Anche negli Stati Uniti i dati non sono confortanti: secondo l’Accademia Americana dei Pedriatri (A.A.P.) un bambino tra gli 8 e i 10 anni passa quasi 8 ore al giorno davanti a computer e televisione, mentre per gli adolescenti le ore sono 11: il che significa che a 7 anni i bambini hanno già trascorso un anno davanti a uno schermo. È arrivato il tempo di aprire cliniche come quella cinese anche in Italia?  Lo abbiamo chiesto a Marco Brusati, direttore di Hope, l’Associazione che, tra le sue finalità, ha proprio quella di educare i giovani ad un uso consapevole dei new media.
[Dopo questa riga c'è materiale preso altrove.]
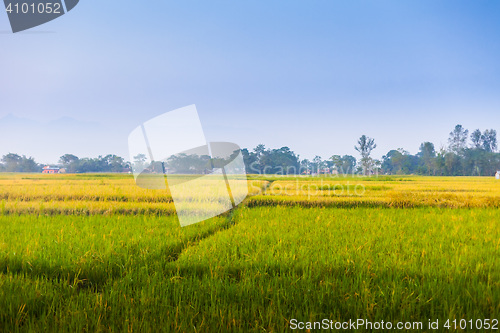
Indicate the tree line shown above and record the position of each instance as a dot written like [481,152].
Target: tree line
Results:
[465,155]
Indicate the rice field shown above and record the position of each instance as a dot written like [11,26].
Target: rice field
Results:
[96,253]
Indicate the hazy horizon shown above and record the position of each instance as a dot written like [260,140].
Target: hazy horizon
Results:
[310,76]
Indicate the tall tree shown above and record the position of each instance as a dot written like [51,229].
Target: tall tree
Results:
[458,139]
[489,139]
[365,147]
[476,138]
[427,154]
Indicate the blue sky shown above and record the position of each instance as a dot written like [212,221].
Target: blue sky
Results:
[311,75]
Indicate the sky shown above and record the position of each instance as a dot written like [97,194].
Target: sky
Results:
[310,75]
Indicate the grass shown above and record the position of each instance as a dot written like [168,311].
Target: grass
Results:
[75,256]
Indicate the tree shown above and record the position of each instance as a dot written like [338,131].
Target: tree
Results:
[317,164]
[458,139]
[336,162]
[16,163]
[348,164]
[489,140]
[305,166]
[427,154]
[11,162]
[476,138]
[365,147]
[67,159]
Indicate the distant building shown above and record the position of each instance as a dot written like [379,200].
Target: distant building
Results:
[50,170]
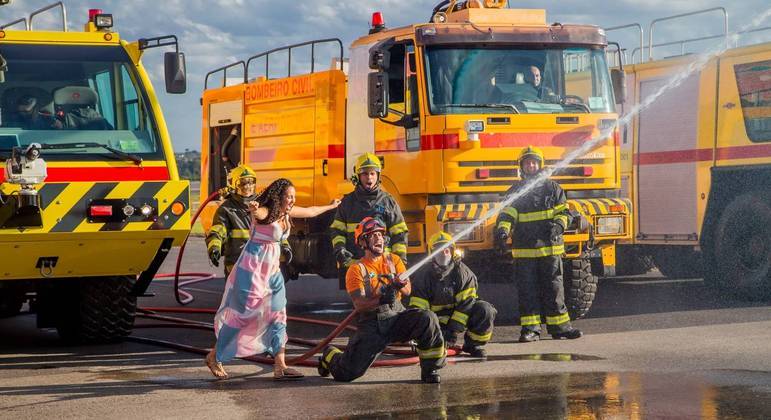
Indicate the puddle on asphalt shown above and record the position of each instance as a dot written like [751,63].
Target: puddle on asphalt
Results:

“Nei numerosi incontri di formazione per genitori, insegnati, sacerdoti, il dato più sorprendente che emerge è la poca consapevolezza dello strumento che si mette in mano ai figli: il problema non è il computer, che può essere messo in un luogo condiviso della casa, ma lo smarthphone, che non è un telefonino e non può essere utilizzato da un bambino di 8 anni, perché gli si mette in mano un mondo da cui gli educatori sono tenuti scientemente fuori; oltre il 70% degli adolescenti scarica contenuti web dallo smarthphone e lo fanno nel buio e nella solitudine delle loro stanze, spesso togliendo tempo al sonno; il segnale che il comportamento da problematico sta diventando patologico è quanto si cerca la relazione virtuale con i coetanei invece di cercarla nella vita reale. A questo punto, credo che i lavori di prevenzione e di educazione all’utilizzo consapevole possano considerarsi, se non falliti, quantomeno superati e diventa necessaria un’azione di recupero, nello stile delle numerose comunità nate in passato per aiutare i giovani ad uscire dalle diverse dipendenze. Posso raccontare un breve aneddoto: cinque anni fa venni chiamato da un ordine religioso femminile che desiderava formare le giovani suore a conoscere il mondo mass-mediale, entro il quale sarebbero state chiamate ad operare; ricordo che suggerii di dedicare una parte delle loro risorse pastorali ad aprire una casa di recupero per internet-dipendenti che, di lì a poco sarebbero stati molti. Mi guardarono spaesate, ma, se lo dicessi oggi, sono certo che ne capirebbero la necessità”.

“Infine – prosegue Brusati- posso dire che parole-chiave siano queste: formazione, prevenzione e, quando arriviamo tardi, recupero e rieducazione. Auspico che, nel riorientamento pastorale che stanno portando avanti numerosi ordini religiosi si possano aprire anche iniziative il recupero da dipendenza da internet, che porta tanti adolescenti e giovani in periferie esistenziali da dove il mondo dell’educazione è assente”.